Today was the first day in class after Monday’s holiday. The headmaster decided to place Phoenix & I in charge of a 4th level class; the teacher and the usual volunteer helper, kiki, were out recovering. The children were loud and overbearring at times but we managed to review material. We went over multiplication and division. Calling kids out one by one I began to reminisce of my days when teachers used to call me to the board. Phoenix and I made sure our kids knew the answer, if not we taught them in front of the whole class. We had a few kids who were willing to help out and show us the their usual routine. Mary was one of the girls who stood out the most to me. Although all the children were great, Mary was different in the way she acted in class. She seemed like the big sister that would get the other kids in line if they misbehaved. She would also talk in Ewe and translate in english for me, this facilitated my day . As I saw the sky get darker, i hoped it would rain so we could be able to replenish our water source.

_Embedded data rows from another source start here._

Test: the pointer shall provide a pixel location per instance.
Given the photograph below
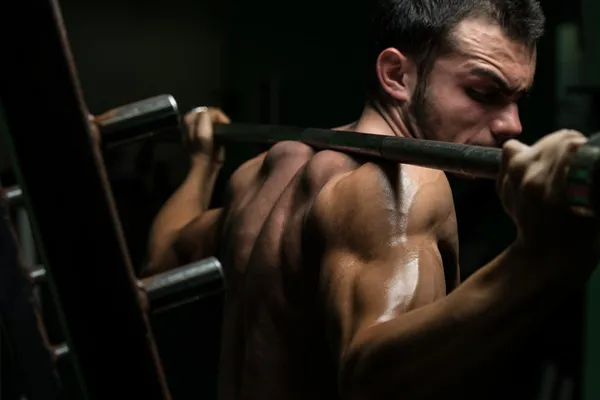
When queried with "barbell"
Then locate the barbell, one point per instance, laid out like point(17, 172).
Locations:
point(150, 117)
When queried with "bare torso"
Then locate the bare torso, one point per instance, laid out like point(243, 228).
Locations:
point(274, 343)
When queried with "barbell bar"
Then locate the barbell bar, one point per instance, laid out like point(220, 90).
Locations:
point(583, 179)
point(140, 120)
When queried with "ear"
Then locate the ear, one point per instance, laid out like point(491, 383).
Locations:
point(396, 74)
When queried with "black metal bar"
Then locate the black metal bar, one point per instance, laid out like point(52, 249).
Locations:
point(80, 240)
point(475, 161)
point(14, 196)
point(21, 320)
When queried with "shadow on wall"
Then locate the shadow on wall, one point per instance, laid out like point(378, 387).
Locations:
point(129, 50)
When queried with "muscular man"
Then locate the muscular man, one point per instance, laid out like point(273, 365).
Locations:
point(342, 272)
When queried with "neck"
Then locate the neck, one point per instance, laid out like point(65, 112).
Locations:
point(382, 118)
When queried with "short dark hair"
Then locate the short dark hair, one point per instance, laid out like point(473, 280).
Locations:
point(421, 28)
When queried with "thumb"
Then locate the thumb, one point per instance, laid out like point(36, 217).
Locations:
point(513, 147)
point(204, 126)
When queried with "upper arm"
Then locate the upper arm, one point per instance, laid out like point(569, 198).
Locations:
point(379, 261)
point(200, 237)
point(195, 241)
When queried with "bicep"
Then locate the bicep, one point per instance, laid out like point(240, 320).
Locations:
point(360, 294)
point(372, 269)
point(200, 237)
point(196, 240)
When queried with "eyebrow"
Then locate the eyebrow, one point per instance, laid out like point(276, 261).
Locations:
point(498, 80)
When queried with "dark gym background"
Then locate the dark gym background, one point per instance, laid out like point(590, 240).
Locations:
point(302, 64)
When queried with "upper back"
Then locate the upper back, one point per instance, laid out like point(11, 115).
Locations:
point(271, 196)
point(271, 255)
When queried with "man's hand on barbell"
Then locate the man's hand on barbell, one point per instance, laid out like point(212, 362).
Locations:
point(199, 133)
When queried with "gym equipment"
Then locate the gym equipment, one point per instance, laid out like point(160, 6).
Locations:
point(126, 124)
point(41, 82)
point(173, 288)
point(169, 289)
point(21, 320)
point(583, 189)
point(145, 118)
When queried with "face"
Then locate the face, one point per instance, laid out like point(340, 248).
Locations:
point(471, 95)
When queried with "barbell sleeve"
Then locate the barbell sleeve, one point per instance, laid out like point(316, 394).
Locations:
point(138, 121)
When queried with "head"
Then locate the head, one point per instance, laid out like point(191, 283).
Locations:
point(454, 70)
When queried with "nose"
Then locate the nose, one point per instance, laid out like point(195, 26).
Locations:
point(507, 124)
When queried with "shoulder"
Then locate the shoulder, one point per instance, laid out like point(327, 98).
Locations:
point(375, 204)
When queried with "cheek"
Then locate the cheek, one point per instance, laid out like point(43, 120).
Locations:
point(458, 117)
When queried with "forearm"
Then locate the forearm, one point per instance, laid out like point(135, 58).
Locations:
point(188, 202)
point(433, 346)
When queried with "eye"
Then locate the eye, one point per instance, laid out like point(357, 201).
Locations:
point(485, 96)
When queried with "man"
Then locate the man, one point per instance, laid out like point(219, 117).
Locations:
point(342, 272)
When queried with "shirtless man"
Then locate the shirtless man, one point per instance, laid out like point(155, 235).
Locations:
point(342, 272)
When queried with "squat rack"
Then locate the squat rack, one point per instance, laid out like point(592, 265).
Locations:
point(77, 231)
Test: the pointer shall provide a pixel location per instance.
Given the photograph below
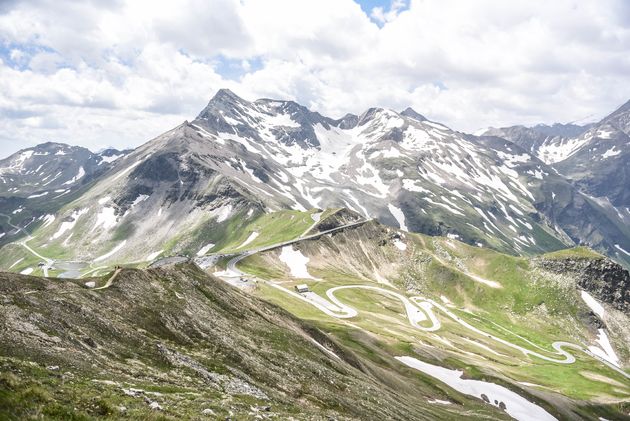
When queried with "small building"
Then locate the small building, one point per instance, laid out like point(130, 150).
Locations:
point(301, 288)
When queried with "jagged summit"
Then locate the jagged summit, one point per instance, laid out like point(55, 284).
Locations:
point(411, 113)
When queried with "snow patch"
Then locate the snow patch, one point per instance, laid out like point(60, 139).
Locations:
point(251, 238)
point(399, 215)
point(77, 177)
point(205, 249)
point(618, 247)
point(593, 304)
point(106, 218)
point(33, 196)
point(296, 262)
point(112, 252)
point(515, 405)
point(153, 256)
point(68, 225)
point(400, 245)
point(605, 349)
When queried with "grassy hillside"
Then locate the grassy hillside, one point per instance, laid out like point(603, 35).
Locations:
point(524, 305)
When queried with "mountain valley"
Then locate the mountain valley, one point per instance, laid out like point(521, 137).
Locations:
point(265, 261)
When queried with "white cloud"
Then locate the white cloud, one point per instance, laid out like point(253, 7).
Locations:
point(380, 15)
point(100, 73)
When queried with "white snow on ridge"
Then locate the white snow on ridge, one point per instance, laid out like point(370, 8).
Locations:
point(618, 247)
point(605, 349)
point(153, 256)
point(205, 249)
point(283, 120)
point(411, 185)
point(48, 219)
point(296, 262)
point(111, 252)
point(33, 196)
point(400, 245)
point(251, 238)
point(560, 150)
point(68, 225)
point(593, 304)
point(223, 213)
point(17, 262)
point(515, 405)
point(104, 200)
point(106, 218)
point(77, 177)
point(399, 215)
point(108, 159)
point(610, 152)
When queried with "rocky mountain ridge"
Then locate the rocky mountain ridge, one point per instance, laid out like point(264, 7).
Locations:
point(239, 159)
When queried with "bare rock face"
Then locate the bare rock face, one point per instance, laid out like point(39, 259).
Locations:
point(604, 279)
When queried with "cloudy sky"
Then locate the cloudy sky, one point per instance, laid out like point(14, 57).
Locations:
point(103, 73)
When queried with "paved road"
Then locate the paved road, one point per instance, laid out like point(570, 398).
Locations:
point(109, 281)
point(231, 266)
point(24, 244)
point(418, 308)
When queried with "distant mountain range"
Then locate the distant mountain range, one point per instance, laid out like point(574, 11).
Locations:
point(518, 190)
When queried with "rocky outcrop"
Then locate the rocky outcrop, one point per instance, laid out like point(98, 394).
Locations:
point(601, 277)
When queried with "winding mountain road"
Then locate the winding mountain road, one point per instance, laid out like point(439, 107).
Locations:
point(418, 310)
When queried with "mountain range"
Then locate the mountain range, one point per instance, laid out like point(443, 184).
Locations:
point(263, 261)
point(510, 189)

Like the sound of a million marbles hitting the floor, the rain pounded the tin cealing drowning out my voice. Once the rain hit, even the most behaved little one was tempted to jump out of their seat. There was nothing left to do but to dismiss our lecture time in the precense of these sudden waterfalls. The children began to teach Phoenix and I games and old nursery songs, after a while even I could help but join the fun. Once the rain deceased it was back to bussiness. One thing I noticed was that the kids loved to touch my hands. When i asked Mary why, she told me they were facinated with how soft my hands were compared to theirs. And here I was thinking that not even vaseline could fix my rough hands. All the kids lined up their hands next to mines. Comparing textures they would pinch my palms, prick my fingers, to them it seemed as if my hands had never seen a day of labor in all my years. In my mind I wanted to refuse that comment, I was proud of the fact that I had worked every year since senior year of high school. Even now in college, I pride my self on the fact that my job is one of the things that make me an independent young woman. I forget the fact that my hands have not seen the same labor that these children’s hands have seen. My hands dont have to go fetch water from the nearby stream various times a day, my hands dont have to do construction on the weekends nor do my hands do chores everyday. Within a matter of minutes these children who know nothing more than my name were able to tell me my hands life history. As we were being dismissed Mary taught me what “echemiak be” meant, it means tomorrow we shall meet. Although we differ in lifestyles, they still manage to accept me with innocent bright smiles and expected me to be there same time same place tomorrow.